Lesbians should never have them long ass nails but this is really fucking calming. They terrible during sex but feels so good against your skin.

They have me as relaxed as can be which is real good considering the shit I gotta be thinking all about for today. Medication shit and all of that.

Appointment be in less than twenty-fours now yet this is relaxing me. I can actually breathe in without feeling like an anxiety attack is coming.

Nothing is better than that feeling. Allow me to wrap my arms around her waist tighter and get real snuggled into her chest, hearing her heart.

Sabrina simply on her phone and doing she be doing on there. Probably talking to the stans on twitter or teasing new music that they all want.
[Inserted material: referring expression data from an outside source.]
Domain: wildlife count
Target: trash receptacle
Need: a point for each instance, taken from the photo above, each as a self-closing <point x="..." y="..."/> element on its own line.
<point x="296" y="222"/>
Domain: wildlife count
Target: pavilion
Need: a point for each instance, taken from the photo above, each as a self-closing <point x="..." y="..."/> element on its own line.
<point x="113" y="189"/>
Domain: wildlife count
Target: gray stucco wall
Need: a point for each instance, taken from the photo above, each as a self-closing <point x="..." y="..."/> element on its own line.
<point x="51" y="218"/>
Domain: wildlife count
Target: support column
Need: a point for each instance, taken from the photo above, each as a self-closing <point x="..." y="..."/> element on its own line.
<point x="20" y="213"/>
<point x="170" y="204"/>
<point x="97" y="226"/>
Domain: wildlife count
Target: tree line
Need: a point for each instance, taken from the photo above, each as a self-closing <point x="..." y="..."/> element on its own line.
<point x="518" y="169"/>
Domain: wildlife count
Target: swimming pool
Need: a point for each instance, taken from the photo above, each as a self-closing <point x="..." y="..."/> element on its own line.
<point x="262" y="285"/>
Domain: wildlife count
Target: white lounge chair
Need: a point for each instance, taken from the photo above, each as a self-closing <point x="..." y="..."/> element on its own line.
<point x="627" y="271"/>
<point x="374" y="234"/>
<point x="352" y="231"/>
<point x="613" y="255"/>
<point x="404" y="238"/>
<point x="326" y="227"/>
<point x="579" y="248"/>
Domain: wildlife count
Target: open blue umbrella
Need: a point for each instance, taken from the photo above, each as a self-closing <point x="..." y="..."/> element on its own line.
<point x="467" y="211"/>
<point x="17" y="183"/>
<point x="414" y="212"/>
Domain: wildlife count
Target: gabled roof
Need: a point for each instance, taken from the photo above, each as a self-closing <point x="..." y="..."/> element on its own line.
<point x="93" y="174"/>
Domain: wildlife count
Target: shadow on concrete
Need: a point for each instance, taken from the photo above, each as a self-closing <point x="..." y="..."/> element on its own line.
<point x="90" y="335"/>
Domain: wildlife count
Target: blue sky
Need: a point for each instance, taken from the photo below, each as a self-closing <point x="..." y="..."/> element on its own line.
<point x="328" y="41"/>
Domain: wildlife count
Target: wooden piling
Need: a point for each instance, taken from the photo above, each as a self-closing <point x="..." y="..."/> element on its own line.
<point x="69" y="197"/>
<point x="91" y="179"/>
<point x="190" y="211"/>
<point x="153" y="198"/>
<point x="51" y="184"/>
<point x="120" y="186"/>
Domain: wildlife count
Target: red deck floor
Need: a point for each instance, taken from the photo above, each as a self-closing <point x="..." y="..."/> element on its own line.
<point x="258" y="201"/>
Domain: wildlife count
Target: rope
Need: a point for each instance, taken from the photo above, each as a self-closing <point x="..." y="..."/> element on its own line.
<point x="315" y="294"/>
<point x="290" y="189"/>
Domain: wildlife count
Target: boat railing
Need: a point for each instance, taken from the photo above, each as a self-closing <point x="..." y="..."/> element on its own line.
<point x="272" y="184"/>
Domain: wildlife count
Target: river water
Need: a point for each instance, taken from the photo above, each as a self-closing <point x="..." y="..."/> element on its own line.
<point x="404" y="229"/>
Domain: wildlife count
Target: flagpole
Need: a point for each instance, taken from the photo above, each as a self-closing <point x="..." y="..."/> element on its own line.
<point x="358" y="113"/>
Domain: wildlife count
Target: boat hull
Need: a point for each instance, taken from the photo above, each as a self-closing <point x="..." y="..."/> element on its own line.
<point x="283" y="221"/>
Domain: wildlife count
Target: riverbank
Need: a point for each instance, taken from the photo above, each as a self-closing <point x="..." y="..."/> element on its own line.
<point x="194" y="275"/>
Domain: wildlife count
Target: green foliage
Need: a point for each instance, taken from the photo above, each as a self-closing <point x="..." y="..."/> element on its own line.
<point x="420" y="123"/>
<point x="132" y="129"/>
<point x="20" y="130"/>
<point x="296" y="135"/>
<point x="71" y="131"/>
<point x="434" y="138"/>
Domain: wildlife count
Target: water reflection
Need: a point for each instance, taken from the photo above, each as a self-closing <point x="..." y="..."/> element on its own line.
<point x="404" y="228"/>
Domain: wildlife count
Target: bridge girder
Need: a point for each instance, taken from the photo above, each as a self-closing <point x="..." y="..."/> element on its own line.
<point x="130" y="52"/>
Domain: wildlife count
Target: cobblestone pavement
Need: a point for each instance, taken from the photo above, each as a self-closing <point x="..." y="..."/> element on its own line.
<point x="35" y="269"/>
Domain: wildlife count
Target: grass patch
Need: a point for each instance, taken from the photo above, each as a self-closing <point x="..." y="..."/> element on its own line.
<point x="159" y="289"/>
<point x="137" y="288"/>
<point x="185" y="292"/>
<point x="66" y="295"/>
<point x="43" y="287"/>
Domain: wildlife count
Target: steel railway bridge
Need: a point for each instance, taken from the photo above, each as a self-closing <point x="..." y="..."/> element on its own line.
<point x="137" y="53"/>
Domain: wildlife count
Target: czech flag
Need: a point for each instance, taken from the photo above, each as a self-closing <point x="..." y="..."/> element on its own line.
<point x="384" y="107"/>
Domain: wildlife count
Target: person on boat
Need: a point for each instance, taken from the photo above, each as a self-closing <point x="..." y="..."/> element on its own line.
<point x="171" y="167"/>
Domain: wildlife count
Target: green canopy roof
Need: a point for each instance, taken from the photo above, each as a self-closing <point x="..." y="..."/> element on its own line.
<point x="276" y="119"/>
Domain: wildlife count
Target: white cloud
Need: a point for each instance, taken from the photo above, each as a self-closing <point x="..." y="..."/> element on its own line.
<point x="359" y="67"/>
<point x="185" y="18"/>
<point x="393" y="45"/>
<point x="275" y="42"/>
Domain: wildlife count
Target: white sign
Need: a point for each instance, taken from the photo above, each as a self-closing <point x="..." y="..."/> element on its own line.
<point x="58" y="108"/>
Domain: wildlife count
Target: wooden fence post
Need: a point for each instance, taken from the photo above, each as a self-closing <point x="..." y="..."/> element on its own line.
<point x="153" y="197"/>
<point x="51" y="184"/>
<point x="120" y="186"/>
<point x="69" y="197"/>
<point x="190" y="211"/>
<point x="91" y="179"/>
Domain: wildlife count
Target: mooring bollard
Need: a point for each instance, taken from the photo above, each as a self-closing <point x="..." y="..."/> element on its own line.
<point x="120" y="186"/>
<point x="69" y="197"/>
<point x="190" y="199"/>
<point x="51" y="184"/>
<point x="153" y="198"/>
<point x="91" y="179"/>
"They always ask me who inspired singular the most as if they don't already know you." she is laughing at them and definitely making blush.

My arms bring her in even closer and my lips is kissing her neck softly. In such a way that it tell her to put her phone down and love me more.

Sabrina picks up on that immediately and then acts on it. I get all her attention as soon as that tweet is sent out and that make me feel special.

Got me laying directly on top of her now and it something that she loves despite me being a lot taller and bigger than she is. "My queen okay?"

"Yeah," our lips connect but only for one sweet little kiss then we pull away and lock eyes with each other and just breathe, "I-I— I need this."

"Need this? I need this too." she somehow able to get her hands down on my ass and bring me up enough for my chest to be right in her face.

"You r-real-really— really get me." kissing my chest all on with her nails trailing up and down my back feels crazy. It feels so relaxing. Damn.

Relaxing and sexy. The best combination of all is exactly how she makes me feel right now and she already got me feeling so good about today.

Today was supposed to be a hard day until we woke up and got in the shower together before somehow making back to bed. That changed it.